Cuando se vive en democracia, se tienen unas obligaciones y unos privilegios que nos conceden esta sensación de libertad tan extraordinaria y que se valora muchísimo cuando se ha vivido en otro sistema.
Hay quienes se adaptan muy bien a vivir pegados a otros, sin tener necesidad de avanzar por su cuenta, con los riesgos que esto conlleva, para así tener quien les pueda solucionar sus problemas -o quizá, simplemente, no dárselos-, haciéndoles la vista gorda en ciertas situaciones y sólo a cambio de otogarles la razón siempre y un cierto brillo continuamente.
Pero también hay a quienes no les va ese sistema, y quieren hacer las cosas de otra manera, sin tener que depender de nadie, corriendo con los riesgos y las ventajas que trae consigo la libertad de expresión, y claro está que suelen ser menos agraciados y favorecidos por aquellos a quienes les gusta controlar y manejar el panorama, desde un lado y desde otro.
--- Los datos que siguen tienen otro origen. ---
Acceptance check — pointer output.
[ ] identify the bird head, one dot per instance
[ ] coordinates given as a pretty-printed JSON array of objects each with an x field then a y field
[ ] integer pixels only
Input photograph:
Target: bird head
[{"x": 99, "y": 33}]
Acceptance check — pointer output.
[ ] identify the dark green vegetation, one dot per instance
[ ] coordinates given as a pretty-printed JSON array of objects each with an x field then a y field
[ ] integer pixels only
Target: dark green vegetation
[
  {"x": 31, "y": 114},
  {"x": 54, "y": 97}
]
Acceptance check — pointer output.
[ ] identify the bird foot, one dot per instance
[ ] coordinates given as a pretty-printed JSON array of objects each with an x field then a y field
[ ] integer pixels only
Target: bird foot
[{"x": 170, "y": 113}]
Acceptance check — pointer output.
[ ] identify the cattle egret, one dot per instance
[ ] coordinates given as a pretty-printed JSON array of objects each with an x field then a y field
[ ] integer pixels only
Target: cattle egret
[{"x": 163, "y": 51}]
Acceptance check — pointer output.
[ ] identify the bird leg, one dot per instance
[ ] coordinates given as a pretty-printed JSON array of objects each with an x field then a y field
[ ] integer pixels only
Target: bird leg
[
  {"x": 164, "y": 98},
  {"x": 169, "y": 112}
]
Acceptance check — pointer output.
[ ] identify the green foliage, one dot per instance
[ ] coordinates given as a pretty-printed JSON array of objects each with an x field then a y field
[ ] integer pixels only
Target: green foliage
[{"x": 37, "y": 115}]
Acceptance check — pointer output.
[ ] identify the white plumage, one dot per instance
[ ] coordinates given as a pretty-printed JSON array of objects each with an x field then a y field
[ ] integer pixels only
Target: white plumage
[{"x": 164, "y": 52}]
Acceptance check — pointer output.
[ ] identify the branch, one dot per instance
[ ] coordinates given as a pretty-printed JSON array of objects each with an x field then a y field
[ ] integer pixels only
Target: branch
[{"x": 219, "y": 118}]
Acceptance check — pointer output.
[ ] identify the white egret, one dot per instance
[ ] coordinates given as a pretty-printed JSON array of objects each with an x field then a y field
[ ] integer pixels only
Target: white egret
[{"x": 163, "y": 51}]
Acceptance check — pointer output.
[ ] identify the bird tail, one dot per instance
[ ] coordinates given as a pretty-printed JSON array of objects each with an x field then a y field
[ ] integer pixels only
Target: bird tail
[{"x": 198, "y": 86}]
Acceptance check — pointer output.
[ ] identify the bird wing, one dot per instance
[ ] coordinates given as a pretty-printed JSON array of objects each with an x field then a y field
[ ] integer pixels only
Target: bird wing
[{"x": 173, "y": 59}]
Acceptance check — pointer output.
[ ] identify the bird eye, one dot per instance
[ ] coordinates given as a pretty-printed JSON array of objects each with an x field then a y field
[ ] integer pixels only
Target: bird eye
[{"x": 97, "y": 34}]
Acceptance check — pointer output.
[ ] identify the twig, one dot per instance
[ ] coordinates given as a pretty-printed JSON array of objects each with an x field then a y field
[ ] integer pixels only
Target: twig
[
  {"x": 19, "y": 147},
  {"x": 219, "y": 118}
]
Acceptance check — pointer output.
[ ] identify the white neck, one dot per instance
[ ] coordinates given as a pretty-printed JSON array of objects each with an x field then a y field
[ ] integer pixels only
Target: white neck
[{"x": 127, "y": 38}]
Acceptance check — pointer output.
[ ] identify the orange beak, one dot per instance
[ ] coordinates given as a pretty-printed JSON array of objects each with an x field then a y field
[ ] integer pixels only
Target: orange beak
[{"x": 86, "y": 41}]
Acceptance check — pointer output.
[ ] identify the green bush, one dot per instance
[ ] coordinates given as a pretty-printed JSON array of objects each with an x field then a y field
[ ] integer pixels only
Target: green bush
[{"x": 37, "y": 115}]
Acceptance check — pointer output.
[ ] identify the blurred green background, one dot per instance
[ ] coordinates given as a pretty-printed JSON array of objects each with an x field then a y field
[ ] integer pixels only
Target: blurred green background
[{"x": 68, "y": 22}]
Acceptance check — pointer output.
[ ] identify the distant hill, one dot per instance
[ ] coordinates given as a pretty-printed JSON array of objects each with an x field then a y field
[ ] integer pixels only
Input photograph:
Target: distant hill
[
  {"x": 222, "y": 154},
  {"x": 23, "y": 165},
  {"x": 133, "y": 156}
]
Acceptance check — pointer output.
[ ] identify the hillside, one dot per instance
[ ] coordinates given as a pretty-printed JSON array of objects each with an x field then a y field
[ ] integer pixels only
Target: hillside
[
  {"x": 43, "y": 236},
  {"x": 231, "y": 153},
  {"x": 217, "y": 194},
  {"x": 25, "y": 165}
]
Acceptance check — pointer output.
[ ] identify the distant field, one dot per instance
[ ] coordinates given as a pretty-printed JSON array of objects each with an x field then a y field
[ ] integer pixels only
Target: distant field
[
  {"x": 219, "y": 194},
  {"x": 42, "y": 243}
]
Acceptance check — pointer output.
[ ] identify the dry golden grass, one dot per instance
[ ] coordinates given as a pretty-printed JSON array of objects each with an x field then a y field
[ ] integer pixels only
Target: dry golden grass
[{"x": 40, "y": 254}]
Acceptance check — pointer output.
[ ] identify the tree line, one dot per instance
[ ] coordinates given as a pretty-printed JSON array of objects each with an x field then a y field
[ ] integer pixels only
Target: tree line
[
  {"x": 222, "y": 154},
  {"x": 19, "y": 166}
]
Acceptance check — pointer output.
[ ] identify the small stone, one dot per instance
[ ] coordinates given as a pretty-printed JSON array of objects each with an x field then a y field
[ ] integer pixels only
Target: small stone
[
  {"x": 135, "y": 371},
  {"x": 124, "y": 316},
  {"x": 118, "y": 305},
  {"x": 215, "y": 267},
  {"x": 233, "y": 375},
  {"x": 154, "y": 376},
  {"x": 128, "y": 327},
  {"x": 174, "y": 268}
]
Hasta ahí, digamos que se asume, que es algo que implícitamente se entiende, aunque no debería ser así, más aún cuando a veces se valoran más algunas opciones, quizá con menos capacidad y aptitudes, simplemente porque son más «buenos» en todo momento.
Pero lo que ya no tiene explicación es que se lleguen a poner impedimentos y problemas en temas personales o de otra índole diferente; eso es conculcar la esencia misma de la democracia, o atacarla directamente, según se mire.